Geçmişten kopup yeni bir başlangıç yapmak hevesi, bir devrim isteğinden ziyade, buralarda bir şeylerin değişmeyeceğine inançtan kaynaklanan, “çekip gitme” arzusuna daha yakın geliyor bana. Buralardan gidildiğinde, her şeyin daha iyi olacağına dair bir, bilgi değil, inanç. Umutsuzluğu, inanarak kırmak çabası.
Burada kalarak ve bir yere çekip gitmeden bir şeyleri değiştiren bir gelişme oldu yakınlarda. Tabii ki duymayan kalmadı. Türkiye liglerinde, yeni bir takım şampiyon oldu; yeni bir şehir futbolun zirvesine çıktı. Bursaspor’un futbol tarihimize geçen bu “ilk”i; bu başarısı, çoğunlukla “Türk” teknik direktör, “Türk” oyuncuların varlığına ve çabasına bağlandı. Bense bu başarıyı, Türkleştirmekten ziyade, burada-bizimle-bize dair-elde avuçta ne varsa ona dayanarak bir şeyleri değiştirebileceğimizin bir göstergesi olarak yorumlamak istiyorum. Duyup, sonra kulağımızın üstüne yatmamak için…
Memleketin gündemi pek hızlı değişip, gelişmeler kolaylıkla unutulsa da genel hat çok köklü şekilde değişmiyor. 7 kere gidenler 8 kere geliyor; baraj altında kalanlar (Hasankeyf direniyor) sonra yükseliyor; siyasi yelpazenin bir sağından diğer sağına yol alınıyor; “böyle gelmiş böyle gidiyor” ve “bizden bir şey olmuyor”. Bursaspor’un yaptığı, en basitinden, bu aynılığa bir son vermekti. Bu durum, bir devrimin dönüştürücülüğünü içeriyor mu, şimdiden kestirmek güç. Bu ancak daha sonra olup bitenlerle anlam kazanacak.

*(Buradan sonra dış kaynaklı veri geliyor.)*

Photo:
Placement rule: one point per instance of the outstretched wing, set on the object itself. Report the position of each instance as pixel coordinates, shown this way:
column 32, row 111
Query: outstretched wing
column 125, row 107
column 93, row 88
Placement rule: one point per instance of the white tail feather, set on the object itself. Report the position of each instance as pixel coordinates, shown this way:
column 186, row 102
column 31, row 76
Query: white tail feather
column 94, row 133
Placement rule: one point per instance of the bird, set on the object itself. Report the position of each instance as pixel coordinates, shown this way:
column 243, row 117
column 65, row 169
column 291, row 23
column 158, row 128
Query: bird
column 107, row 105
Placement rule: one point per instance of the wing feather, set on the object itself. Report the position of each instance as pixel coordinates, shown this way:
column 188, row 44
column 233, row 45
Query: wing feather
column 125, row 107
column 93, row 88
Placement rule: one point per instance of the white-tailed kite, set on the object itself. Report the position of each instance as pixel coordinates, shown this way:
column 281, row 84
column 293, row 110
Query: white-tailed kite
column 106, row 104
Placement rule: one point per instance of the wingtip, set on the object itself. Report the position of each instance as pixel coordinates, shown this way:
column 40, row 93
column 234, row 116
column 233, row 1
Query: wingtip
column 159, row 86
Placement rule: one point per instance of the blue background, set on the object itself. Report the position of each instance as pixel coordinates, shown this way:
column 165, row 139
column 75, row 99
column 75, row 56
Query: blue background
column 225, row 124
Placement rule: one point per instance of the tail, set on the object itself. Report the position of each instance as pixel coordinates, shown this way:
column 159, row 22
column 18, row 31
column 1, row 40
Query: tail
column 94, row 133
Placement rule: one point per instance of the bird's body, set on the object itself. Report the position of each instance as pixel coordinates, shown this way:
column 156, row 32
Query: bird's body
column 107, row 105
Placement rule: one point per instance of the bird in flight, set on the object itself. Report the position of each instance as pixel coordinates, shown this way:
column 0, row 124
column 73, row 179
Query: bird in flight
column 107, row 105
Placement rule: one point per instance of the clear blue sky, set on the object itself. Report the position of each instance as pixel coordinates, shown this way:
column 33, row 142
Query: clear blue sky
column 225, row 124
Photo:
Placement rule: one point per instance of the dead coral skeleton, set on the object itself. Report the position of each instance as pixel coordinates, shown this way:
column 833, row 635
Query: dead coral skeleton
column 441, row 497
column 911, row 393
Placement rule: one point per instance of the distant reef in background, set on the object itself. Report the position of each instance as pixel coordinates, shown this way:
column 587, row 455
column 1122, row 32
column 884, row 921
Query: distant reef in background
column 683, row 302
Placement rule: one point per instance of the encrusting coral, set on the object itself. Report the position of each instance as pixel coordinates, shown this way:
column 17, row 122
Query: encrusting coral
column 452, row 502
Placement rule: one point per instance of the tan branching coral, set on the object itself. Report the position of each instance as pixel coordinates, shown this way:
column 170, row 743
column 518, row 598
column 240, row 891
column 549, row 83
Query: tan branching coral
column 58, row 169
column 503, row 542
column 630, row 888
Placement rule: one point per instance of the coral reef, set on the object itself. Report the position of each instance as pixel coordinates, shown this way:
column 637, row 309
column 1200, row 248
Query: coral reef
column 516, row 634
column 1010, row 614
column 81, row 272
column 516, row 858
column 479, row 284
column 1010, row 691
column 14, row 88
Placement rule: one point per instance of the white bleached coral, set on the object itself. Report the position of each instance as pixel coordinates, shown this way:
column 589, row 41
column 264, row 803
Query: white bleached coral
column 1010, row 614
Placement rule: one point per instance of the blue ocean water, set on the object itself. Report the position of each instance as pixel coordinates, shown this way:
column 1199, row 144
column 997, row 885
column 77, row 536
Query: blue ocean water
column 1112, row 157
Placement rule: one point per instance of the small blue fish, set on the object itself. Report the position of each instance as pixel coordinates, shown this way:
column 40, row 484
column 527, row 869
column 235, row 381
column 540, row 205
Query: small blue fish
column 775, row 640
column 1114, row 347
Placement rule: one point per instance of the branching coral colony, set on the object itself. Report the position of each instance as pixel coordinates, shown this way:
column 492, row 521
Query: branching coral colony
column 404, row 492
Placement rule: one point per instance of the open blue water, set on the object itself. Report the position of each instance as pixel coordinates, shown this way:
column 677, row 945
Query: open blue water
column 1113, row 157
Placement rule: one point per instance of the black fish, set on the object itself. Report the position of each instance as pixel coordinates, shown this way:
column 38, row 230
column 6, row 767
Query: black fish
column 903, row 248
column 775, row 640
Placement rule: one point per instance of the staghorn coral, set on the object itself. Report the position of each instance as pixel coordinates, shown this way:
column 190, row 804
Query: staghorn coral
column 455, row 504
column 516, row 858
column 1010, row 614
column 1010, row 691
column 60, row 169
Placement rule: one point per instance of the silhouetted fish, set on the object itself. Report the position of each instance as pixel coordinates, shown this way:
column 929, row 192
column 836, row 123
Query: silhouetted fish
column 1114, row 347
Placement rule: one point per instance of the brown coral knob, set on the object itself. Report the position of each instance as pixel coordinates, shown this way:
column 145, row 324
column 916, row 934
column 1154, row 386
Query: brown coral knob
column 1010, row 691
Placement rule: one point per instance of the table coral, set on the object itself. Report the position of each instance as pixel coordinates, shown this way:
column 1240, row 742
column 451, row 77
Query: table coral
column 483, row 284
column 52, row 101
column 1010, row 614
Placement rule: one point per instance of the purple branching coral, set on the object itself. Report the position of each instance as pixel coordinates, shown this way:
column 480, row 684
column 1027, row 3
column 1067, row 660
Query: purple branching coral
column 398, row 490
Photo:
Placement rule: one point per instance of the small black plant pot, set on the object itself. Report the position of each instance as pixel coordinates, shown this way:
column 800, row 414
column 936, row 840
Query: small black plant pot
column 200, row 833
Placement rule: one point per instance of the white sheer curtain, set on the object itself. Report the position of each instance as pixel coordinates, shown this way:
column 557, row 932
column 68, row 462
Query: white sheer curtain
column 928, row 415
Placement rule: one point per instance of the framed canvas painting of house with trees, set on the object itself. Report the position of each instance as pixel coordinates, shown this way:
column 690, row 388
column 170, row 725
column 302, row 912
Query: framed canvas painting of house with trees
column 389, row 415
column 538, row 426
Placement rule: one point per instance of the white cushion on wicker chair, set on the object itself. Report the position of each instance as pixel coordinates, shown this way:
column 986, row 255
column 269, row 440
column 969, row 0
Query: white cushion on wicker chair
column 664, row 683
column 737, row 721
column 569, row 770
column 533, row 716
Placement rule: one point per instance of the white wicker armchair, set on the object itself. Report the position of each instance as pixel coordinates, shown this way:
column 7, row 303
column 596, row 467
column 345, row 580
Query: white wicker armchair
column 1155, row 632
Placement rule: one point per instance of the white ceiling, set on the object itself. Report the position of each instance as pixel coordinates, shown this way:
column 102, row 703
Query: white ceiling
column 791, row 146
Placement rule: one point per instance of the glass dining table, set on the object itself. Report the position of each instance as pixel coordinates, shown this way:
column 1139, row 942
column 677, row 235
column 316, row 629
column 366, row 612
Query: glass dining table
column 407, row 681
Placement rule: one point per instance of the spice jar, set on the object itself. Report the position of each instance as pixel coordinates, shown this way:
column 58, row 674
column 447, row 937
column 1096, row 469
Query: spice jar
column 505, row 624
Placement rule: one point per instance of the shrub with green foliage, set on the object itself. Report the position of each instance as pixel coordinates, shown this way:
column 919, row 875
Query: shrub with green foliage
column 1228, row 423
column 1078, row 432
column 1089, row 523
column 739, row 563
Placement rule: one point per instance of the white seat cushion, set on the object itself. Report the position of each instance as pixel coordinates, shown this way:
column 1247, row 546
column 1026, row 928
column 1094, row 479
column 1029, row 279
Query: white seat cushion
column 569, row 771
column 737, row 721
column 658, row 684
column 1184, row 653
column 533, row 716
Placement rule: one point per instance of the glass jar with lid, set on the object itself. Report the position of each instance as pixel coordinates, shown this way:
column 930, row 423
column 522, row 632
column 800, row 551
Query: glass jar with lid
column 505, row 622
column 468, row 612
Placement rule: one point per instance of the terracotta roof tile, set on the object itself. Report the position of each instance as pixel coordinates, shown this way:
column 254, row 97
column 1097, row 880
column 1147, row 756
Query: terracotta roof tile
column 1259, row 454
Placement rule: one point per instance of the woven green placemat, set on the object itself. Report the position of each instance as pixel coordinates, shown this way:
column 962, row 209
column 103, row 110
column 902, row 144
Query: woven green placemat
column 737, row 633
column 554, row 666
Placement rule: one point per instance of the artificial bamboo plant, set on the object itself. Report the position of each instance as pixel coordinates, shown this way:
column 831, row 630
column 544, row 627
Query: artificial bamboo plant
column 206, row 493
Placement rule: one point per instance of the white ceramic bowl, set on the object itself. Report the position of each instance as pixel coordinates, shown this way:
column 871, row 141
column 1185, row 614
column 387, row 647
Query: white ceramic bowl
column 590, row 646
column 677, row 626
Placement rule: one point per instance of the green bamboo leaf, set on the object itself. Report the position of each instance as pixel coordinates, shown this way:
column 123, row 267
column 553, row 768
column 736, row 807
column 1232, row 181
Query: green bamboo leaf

Ancak Bursaspor’un yaptığı her yerimize sinmiş tek düzeliği, birbirine benzerliği, hiçbir yere gitmeden, buradan ve içeriden değiştirmekti. Bütün kentlerin birbirine benzediği ve özellikle İstanbul’a benzediği; bütün futbolcuların İstanbul’a gitmek istediği; formaların, tezahüratların, tepkilerin bile aynılaştığı bu ortamda, yeni bir şampiyonun çıkması, kentleri de takımları da futbolcuları da kendi gibi olmak yoluna çağırmak olarak görülebilir. Sürekli tekrarlanan ve aynı sonuçları -hataları- üreten işleyişin tersine, kendi yolunu çizmek için bir cesaret verebilir. Tam da bu şekilde hiçbir şeyin değişmeyeceğine dair kinik kaygıyı, “her şey değişir”e dönüştüren ve bu değişimi uzaklara, öte yakalara, tarihin ötesine gönderenlere karşı da burada ve şimdi neler olup bittiğini de hatırlatabilir.
Tabii ki dışarıya verdiği bu mesajı, içeride özellikle camialara kimliklerini kazandıran taraftara ve tribüne de vermesi gerekir. Futbolun, hamasetle, kavga gürültüyle, şiddetle eşanlamlı görülmesine karşı, şampiyon takımın tribünleri, sahadakilerin yaptığını kendi mekanlarına taşıyıp, kendi özgünlüklerini yaratmak için ellerinden gelen gayreti göstermeliler. Sahadaki ilk, tribündeki ilklerin de önünü açmalı.
Futbolun, sokakta olan bitenden ayırt edilemeyeceğini; tribünde ve sahada olan bitenin hayatla sürekli paslaştığını göz ardı etmeden, futbolda yaşanan bu ilkin, Bursa’dan başlamak üzere memleket sathına yayılacağını umut edelim. Tektipleşmeye karşı kent kültürünün gelişimine, çözümü başka yerler ve planlarda aramak yerine burada olan bitenin gücünü ve etkisini anlamaya yol açmasını isteyelim ve bu yöndeki gelişmeleri destekleyelim. Belki o zaman, Bursaspor’un başarısı bir istisna olmaktan çıkıp, bir güzergah olmaya meyledebilir. Olan biten de bir devrim anının mucizeviliğine sıkıştırılmak yerine hayatın içinde anlam kazanır.